IB: O negócio do cinema está esquentando, dá status, visibilidade e ajuda a vender o discurso da tevê preocupada com o conteúdo nacional. Ao entrar no cinema, com filmes pedagógicos, épicos históricos e vidas brasileiras edificantes, a GloboFilmes aumenta o seu capital simbólico, como a grande produtora da identidade nacional. Trata-se de um mercado supervalorizado pelo atual governo, que começa a ser incentivado e protegido.
CC: Com a crise da lei do audiovisual, com cada vez menos empresas investindo, e com as majors dominando a produção, cineastas de fato independentes estão sendo expurgados?
IB: Isso é uma realidade. A quantidade de cineastas bissextos, com um ou dois longas e com uma filmografia pequena é uma constante no cinema brasileiro, apesar do talento. Há um darwinismo mercadológico e só quem tem estrutura de produção, ou faz política, consegue filmar todo ano. É difícil e cruel ver talentos reais abandonarem o cinema pela fotografia, artes plásticas, vídeo, jornalismo.
CC: A polarização em torno da criação da Ancinav é reflexo da divisão do cinema brasileiro entre o grupo dos que produzem com o apoio de majors e da GloboFilmes e o dos que sofrem para conseguir dinheiro para a produção e, depois, uma sala para exibir seu filme?

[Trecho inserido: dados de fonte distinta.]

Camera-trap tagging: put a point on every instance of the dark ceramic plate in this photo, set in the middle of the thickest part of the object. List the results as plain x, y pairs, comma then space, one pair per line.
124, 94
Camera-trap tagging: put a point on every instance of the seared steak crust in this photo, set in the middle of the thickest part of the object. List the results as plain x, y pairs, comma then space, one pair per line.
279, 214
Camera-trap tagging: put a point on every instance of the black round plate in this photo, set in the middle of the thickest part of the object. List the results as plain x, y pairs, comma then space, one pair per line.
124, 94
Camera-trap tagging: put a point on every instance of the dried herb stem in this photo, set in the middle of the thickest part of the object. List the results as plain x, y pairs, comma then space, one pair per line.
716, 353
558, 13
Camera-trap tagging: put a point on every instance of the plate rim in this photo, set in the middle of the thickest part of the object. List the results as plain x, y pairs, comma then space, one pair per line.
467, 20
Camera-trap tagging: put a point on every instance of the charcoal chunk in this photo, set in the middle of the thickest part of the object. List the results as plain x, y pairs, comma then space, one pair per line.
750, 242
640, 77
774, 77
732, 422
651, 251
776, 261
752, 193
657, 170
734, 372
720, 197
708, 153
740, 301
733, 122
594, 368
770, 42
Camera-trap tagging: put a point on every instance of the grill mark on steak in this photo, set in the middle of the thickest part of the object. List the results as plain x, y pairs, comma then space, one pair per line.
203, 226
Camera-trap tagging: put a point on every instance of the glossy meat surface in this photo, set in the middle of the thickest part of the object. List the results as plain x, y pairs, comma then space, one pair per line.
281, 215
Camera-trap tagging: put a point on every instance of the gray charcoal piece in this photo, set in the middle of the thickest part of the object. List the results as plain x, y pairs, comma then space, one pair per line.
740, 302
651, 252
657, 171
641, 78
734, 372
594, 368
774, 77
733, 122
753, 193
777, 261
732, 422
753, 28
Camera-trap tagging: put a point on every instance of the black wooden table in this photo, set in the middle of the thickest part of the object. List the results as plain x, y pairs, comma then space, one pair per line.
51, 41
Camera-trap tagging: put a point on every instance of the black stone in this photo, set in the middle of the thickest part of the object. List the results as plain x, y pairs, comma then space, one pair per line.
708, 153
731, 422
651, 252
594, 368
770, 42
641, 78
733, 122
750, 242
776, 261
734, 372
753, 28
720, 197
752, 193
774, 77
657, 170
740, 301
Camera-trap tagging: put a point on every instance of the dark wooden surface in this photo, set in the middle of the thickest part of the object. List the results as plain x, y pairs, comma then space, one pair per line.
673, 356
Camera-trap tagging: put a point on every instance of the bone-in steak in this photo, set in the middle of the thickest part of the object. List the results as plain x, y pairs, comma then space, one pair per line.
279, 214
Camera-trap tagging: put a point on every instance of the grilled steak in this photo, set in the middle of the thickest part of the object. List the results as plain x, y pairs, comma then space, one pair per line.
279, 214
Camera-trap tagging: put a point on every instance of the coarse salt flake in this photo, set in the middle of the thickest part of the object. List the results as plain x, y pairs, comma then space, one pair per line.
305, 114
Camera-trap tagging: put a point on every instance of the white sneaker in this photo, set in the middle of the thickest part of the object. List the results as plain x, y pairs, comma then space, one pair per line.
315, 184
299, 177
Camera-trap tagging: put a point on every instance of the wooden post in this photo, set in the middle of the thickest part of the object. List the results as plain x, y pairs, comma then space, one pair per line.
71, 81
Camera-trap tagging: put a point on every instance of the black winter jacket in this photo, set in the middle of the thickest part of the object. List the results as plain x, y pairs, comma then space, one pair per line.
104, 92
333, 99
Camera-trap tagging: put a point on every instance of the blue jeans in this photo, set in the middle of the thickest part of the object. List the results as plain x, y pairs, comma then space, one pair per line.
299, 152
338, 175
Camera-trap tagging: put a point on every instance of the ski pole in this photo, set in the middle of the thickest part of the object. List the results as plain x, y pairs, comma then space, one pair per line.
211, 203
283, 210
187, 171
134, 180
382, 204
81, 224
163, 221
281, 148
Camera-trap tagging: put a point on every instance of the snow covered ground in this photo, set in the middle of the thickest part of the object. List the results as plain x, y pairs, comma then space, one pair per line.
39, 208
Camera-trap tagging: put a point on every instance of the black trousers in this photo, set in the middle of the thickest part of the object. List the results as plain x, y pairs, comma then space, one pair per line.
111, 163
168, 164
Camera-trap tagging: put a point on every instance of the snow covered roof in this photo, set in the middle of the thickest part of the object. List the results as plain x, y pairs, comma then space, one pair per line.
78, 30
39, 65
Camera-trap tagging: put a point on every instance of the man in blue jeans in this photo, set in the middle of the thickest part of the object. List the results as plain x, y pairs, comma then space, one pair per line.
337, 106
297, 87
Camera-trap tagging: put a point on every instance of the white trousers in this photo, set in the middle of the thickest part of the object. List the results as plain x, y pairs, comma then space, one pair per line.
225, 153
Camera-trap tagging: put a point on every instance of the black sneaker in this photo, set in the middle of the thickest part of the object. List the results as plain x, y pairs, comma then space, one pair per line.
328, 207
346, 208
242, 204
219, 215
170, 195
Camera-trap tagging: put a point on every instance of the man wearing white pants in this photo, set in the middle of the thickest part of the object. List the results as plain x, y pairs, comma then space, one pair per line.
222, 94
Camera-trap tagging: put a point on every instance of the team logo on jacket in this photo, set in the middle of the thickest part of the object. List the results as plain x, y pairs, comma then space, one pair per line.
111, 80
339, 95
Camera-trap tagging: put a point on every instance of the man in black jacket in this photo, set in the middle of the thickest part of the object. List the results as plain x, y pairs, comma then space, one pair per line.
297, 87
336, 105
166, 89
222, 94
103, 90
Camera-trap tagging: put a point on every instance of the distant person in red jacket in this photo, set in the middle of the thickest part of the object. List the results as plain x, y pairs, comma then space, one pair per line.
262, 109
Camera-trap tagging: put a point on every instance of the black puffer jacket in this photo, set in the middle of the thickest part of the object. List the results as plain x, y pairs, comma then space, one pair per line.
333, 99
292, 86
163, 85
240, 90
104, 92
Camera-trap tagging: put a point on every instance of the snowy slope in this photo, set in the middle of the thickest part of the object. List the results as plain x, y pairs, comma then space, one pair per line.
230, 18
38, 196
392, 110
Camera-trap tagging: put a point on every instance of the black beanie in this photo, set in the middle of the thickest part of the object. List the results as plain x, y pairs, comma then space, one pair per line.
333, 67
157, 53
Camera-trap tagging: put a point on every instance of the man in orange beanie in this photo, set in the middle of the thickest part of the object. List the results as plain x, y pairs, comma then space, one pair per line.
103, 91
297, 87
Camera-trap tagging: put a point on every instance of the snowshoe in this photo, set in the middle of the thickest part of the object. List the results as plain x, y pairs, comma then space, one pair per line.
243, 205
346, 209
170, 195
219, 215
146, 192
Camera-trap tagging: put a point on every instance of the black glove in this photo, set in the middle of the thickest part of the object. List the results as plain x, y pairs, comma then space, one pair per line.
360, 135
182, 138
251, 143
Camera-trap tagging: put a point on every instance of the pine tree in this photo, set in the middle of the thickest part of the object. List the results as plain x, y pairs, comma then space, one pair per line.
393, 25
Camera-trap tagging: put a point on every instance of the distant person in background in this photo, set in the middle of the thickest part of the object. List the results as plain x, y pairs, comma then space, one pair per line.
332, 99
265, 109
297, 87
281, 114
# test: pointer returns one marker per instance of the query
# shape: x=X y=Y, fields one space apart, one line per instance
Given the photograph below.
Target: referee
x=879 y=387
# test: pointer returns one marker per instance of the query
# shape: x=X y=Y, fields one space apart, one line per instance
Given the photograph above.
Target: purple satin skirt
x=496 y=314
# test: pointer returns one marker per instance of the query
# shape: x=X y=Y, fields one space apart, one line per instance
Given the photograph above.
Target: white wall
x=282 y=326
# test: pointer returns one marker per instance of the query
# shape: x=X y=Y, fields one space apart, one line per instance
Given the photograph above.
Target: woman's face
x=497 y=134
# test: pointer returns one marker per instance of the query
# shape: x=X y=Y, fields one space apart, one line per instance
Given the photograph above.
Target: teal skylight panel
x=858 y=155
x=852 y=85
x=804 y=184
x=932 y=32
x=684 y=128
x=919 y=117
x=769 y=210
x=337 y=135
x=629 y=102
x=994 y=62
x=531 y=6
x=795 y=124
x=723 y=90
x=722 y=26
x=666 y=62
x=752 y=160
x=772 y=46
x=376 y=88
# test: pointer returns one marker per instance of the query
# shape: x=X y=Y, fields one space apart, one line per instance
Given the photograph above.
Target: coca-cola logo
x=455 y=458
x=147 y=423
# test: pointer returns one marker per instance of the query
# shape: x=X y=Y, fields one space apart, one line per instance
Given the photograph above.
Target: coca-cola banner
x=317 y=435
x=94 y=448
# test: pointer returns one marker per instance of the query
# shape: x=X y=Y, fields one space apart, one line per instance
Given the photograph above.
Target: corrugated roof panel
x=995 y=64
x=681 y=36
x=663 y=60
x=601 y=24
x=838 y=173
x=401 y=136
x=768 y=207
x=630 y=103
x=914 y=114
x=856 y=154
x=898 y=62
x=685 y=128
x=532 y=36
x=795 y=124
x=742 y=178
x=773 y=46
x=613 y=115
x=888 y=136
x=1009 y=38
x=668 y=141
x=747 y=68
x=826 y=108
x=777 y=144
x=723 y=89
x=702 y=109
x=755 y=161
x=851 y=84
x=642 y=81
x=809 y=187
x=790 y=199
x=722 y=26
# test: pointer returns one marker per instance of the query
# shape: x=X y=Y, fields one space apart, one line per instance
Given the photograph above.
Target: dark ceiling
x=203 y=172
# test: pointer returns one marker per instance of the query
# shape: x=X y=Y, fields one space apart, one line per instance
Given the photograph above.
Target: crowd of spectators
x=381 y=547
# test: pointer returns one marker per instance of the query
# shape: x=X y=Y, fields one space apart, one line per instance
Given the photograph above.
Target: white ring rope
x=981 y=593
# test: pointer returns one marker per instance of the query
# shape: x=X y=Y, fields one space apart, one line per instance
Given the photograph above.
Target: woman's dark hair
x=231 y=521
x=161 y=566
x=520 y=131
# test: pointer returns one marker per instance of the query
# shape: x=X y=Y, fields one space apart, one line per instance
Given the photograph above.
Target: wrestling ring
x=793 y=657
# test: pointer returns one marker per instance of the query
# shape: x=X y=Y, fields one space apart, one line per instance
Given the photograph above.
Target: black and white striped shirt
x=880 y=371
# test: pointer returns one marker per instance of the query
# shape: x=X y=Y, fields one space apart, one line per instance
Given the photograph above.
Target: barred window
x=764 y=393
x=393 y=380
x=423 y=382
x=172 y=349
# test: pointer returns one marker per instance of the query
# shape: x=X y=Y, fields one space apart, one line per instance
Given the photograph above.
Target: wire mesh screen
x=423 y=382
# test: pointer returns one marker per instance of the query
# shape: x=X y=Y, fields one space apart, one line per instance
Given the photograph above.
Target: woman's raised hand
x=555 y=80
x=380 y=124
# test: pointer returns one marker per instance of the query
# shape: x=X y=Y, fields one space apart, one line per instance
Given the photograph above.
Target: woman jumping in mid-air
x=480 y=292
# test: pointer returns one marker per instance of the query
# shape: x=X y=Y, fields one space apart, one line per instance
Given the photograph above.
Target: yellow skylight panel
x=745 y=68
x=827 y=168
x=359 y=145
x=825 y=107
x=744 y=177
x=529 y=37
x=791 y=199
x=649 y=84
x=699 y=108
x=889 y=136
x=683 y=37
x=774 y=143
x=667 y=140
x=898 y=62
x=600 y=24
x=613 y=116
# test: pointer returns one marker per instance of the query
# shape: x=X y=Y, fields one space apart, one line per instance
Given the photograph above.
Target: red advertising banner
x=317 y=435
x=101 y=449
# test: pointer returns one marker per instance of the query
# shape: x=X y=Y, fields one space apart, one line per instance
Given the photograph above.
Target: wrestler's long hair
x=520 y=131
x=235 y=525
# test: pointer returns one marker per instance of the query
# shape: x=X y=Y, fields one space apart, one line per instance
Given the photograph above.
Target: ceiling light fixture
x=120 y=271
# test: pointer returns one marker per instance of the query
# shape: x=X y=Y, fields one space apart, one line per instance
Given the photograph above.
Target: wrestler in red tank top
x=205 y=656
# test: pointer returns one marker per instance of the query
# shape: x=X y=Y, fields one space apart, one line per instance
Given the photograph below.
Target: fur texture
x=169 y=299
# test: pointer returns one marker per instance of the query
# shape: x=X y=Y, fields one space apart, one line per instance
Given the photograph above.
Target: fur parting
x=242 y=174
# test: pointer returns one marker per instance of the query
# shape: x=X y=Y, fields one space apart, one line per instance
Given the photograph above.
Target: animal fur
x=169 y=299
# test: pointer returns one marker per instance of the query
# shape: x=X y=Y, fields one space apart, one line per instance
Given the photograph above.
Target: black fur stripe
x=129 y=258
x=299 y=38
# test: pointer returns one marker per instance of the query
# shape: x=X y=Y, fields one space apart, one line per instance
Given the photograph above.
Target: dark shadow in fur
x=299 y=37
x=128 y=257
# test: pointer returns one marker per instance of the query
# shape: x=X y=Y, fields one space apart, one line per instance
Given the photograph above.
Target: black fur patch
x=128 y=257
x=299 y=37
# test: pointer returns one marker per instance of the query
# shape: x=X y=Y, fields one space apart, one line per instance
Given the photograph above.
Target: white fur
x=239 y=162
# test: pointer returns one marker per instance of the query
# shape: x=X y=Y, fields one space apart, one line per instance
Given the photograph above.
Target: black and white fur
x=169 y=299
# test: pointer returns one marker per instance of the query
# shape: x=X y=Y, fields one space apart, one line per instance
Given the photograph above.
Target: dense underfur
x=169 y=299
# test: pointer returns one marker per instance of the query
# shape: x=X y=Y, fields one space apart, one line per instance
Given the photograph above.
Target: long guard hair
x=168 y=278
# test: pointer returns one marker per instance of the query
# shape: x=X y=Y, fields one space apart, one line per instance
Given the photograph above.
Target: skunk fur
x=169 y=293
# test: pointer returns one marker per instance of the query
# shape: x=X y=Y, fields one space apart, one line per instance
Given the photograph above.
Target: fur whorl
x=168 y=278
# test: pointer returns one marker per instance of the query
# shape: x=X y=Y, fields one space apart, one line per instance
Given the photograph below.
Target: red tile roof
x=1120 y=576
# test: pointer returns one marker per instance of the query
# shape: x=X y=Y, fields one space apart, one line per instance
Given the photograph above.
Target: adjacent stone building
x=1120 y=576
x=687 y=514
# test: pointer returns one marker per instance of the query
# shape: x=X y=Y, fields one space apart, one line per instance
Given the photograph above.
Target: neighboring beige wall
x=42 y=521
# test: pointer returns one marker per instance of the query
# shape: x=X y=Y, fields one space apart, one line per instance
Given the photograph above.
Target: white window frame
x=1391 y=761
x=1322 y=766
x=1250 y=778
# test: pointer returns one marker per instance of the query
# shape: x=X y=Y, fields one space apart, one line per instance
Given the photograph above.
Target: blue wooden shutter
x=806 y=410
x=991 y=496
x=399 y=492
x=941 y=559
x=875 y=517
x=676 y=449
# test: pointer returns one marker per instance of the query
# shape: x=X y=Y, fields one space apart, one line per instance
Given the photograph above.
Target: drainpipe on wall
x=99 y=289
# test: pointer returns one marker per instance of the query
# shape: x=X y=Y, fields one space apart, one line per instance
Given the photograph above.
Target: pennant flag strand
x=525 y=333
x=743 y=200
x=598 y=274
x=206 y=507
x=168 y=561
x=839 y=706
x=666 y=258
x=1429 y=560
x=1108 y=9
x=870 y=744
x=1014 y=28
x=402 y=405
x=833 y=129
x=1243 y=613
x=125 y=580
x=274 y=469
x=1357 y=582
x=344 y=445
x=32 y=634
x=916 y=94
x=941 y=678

IB: É bem isso. Quem está dentro desse esquema, já produz, tem mídia, tem distribuição, não quer democratizar coisa nenhuma, não quer ser fiscalizado nem regulado. É o típico comportamento das elites brasileiras, que ficam apavoradas quando surge qualquer projeto que coloca todos sob a mesma regra. Como sempre, são os que estão fora que querem mudanças. Lamentável é ver o oportunismo de profissionais do cinema que, para ficar bem com a Globo e com as majors, mudaram radicalmente de opinião. Enquanto era só retórica, todos posavam de paladinos do cinema brasileiro. Agora que é possível mudar alguma coisa, recuam de forma vergonhosa. Espero que o projeto da Ancinav seja aprovado no Congresso contra todos os lobbys. Isso seria algo realmente novo neste ano que começa, seria uma prova de que o Brasil está mudando e que é possível sonhar com uma democracia participativa para além do coronelismo midiático.